A recent study from Brazil suggests that only 1.1% of day traders earn more than minimum wage. In other words, even though it may be tempting to try your hand at timing the market, short-term investment strategies tend to fail.
If you want to build lasting wealth, buy and hold high-quality stocks over a multiyear horizon, meaning at least five years. Investors who take this approach don’t have to worry about fleeting market volatility, or the higher tax rates imposed on short-term capital gains. More importantly, a long-term strategy leaves plenty of time for compounding to supercharge your portfolio.
With that in mind, here are two smart stocks that could grow fivefold over the next decade.
1. The Trade Desk
The Trade Desk (NASDAQ:TTD) is an ad tech company. Its demand-side platform helps marketers create, measure, and optimize targeted campaigns across digital channels, such as display, mobile, and connected TV (CTV). To do so, The Trade Desk leans on big data and artificial intelligence, correlating variables such as viewer demographics with outcomes such as clicks and conversions.
This approach creates a network effect. As more clients run campaigns on the platform, The Trade Desk captures more data, enhancing its understanding of viewer tastes and preferences. Over time, this approach makes its predictive models more effective, helping clients deliver targeted ads to the right audiences.
If you’re familiar with the digital ad space, you probably know that Alphabet‘s Google dominates the industry.

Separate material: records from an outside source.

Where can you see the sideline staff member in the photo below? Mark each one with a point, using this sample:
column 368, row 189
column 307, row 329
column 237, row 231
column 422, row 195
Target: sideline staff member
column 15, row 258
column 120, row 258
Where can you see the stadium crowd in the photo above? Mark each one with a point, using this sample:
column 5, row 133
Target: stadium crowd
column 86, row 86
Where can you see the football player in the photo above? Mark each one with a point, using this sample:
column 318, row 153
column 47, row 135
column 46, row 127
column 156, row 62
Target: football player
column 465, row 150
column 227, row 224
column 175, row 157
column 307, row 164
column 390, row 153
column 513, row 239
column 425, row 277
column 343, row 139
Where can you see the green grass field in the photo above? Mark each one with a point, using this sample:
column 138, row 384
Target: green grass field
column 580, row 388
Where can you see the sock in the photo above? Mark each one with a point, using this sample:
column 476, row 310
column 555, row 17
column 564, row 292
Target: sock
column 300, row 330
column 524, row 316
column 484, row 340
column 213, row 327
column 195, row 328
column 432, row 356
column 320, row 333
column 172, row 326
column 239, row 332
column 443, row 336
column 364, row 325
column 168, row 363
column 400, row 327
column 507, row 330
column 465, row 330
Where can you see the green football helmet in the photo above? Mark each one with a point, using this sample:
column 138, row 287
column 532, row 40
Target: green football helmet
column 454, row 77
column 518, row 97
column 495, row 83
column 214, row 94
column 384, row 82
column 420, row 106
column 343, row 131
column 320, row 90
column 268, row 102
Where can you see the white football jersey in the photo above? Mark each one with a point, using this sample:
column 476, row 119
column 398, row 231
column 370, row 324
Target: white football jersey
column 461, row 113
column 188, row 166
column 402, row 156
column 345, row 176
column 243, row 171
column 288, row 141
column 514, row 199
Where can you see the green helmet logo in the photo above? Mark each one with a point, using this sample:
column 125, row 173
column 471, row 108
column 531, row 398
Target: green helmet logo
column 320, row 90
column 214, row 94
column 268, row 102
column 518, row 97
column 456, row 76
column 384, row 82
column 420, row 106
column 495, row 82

So why would anyone use The Trade Desk’s platform? The biggest reason is its content-neutral business model. Specifically, Alphabet owns content such as Google Search and YouTube, and the company sells ad space on those Web properties, meaning it has incentive to steer ad buyers toward its own ad inventory. That’s a conflict of interest.
By comparison, The Trade Desk is not affiliated with any content, and it works only on the buy-side of the equation. That means the company’s business model is better aligned with the interests of its clients. And that has been a significant growth driver.

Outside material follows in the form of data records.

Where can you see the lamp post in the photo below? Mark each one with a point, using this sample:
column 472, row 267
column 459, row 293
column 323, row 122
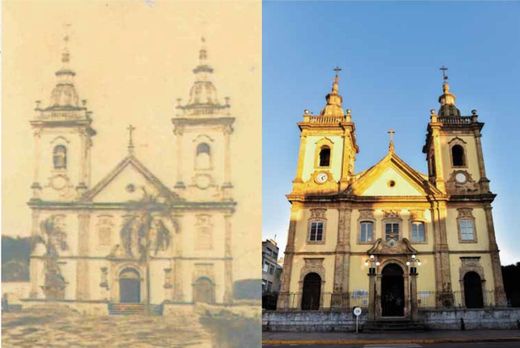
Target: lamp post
column 412, row 264
column 372, row 262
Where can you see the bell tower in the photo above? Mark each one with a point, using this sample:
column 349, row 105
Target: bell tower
column 453, row 148
column 62, row 140
column 327, row 147
column 202, row 129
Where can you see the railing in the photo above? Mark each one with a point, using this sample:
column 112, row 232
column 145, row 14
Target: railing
column 425, row 300
column 457, row 120
column 324, row 119
column 328, row 300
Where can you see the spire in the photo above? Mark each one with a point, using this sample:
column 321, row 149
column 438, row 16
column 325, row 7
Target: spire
column 64, row 95
column 391, row 146
column 131, row 147
column 447, row 99
column 203, row 94
column 334, row 100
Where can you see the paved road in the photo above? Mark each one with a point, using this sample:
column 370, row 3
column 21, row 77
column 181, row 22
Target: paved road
column 442, row 345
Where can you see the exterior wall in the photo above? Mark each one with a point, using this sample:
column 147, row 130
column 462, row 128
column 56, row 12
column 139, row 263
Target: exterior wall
column 470, row 151
column 64, row 187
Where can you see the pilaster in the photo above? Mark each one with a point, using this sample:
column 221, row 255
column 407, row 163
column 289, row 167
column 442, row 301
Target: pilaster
column 340, row 298
column 82, row 265
column 283, row 297
column 500, row 296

Over the past year, revenue rose 52% and free cash flow skyrocketed 169%. Also noteworthy, The Trade Desk has kept its retention rate above 95% for the past seven years, evidencing the stickiness of its platform.
Looking ahead, The Trade Desk is well positioned to maintain that momentum. According to eMarketer, global digital ad spend will reach $645 billion by 2024, growing at 14% per year. That puts the company in front of a massive market opportunity, and management is executing on a strong growth strategy, which is heavily focused on CTV, international expansion, and retail advertising. That’s why I think this stock has fivefold potential over the next decade.